Rodríguez begon op vijfjarige leeftijd met muziek maken. Hij speelde bongo's in het kwartet van zijn vader, El Conjunto Gondolero. Vijf jaar na de dood van zijn vader verhuisde Rodriguez (17) in 1950 naar New York. Hij doorliep er de Patrick Henry High School en volgde een drukkersopleiding. Hij werkte als drukker, maar werd vanwege zijn afkomst niet toegelaten tot de vakbond. In 1953 ging Rodriguez voor drie jaar in militaire dienst; hij was paratrooper Fort Benning (Georgia) en Fort Bragg ( North Carolina) ten tijde van de rassensegregatie.

Hoogtijdagen van de salsa

[bewerken | brontekst bewerken]

Na zijn terugkeer in New York trad Rodriguez op als zanger en congaspeler met La Oriental Cubana, Los Jovenes Estrella de Cuba en Hector Ceno’s La Novel. Op een avond in Los Panchos, een club in de Bronx, werd hij ontdekt door bandleider Johnny Pacheco. In 1963 verscheen zijn debuutalbum Suavito.
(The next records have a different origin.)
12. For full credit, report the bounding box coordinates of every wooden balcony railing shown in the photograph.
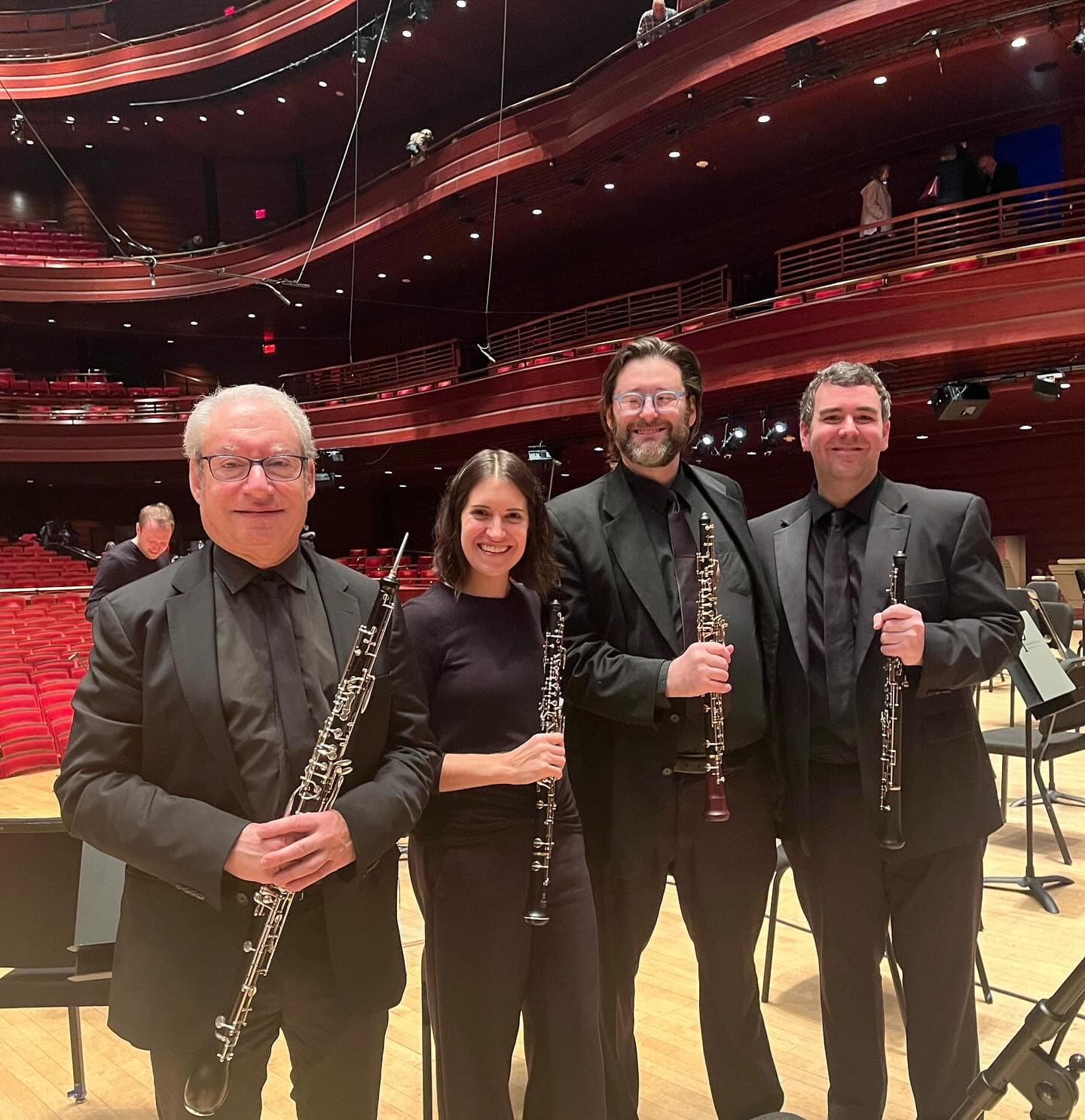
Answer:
[776,179,1085,292]
[280,339,459,401]
[487,267,731,365]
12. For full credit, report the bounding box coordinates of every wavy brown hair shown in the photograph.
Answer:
[433,448,558,599]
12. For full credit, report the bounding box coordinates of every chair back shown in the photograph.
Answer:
[0,820,83,969]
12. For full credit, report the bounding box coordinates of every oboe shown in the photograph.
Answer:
[185,537,406,1117]
[696,513,731,821]
[878,552,908,848]
[524,600,565,925]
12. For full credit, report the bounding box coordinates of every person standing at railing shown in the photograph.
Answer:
[637,0,677,47]
[859,164,892,237]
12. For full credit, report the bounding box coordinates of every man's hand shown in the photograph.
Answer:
[224,816,293,883]
[666,641,735,696]
[256,809,355,890]
[875,602,924,666]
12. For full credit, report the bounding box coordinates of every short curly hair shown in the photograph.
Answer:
[433,448,559,598]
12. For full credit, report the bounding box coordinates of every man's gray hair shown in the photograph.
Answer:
[185,385,317,461]
[799,362,890,428]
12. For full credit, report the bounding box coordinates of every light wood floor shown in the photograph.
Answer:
[0,687,1085,1120]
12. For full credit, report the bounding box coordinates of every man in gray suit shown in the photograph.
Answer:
[56,385,437,1120]
[750,362,1021,1120]
[550,337,783,1120]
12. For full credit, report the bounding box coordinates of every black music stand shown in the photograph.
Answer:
[983,610,1085,914]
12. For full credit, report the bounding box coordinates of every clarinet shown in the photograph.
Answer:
[185,537,406,1117]
[524,599,565,925]
[696,513,731,821]
[878,552,908,849]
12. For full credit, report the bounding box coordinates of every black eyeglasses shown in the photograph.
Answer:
[200,454,309,482]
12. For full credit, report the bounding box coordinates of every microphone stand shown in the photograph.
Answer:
[951,958,1085,1120]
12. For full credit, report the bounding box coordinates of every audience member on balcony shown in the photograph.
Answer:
[637,0,677,47]
[979,156,1021,195]
[406,129,433,167]
[85,502,173,620]
[859,164,892,237]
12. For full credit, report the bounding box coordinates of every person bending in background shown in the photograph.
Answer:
[404,450,604,1120]
[84,502,173,622]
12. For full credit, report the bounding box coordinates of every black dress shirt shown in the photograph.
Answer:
[618,464,767,754]
[212,546,341,821]
[806,474,882,765]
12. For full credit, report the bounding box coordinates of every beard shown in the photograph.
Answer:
[615,410,689,467]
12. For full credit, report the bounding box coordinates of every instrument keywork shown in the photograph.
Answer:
[696,513,731,821]
[185,537,406,1117]
[878,552,908,850]
[524,600,565,925]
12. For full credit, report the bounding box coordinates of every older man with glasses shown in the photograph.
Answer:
[550,337,783,1120]
[56,385,437,1120]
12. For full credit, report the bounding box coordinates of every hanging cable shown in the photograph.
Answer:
[298,0,392,281]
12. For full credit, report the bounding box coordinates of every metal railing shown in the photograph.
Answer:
[776,178,1085,292]
[280,339,459,401]
[487,265,731,364]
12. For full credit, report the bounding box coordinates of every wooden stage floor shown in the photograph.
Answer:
[0,685,1085,1120]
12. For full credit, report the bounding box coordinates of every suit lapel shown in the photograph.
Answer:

Een jaar later, in 1964, richtten Pacheco en zijn advocaat Jerry Masucci het Fania-label op. Canonazo was de eerste van zeven albums die Rodriguez met Pacheco opnam. Daarna volgden nog o.a. La Perfecta Combinacion (1970), Los Compadres (1971) en Tres De Cafe Y Dos De Azucar (1973). Daarnaast sloot Rodriguez zich in 1968 aan bij de Fania All-Stars, een supergroep bestaande uit de beste salsazangers en muzikanten die het label op dat moment te bieden had.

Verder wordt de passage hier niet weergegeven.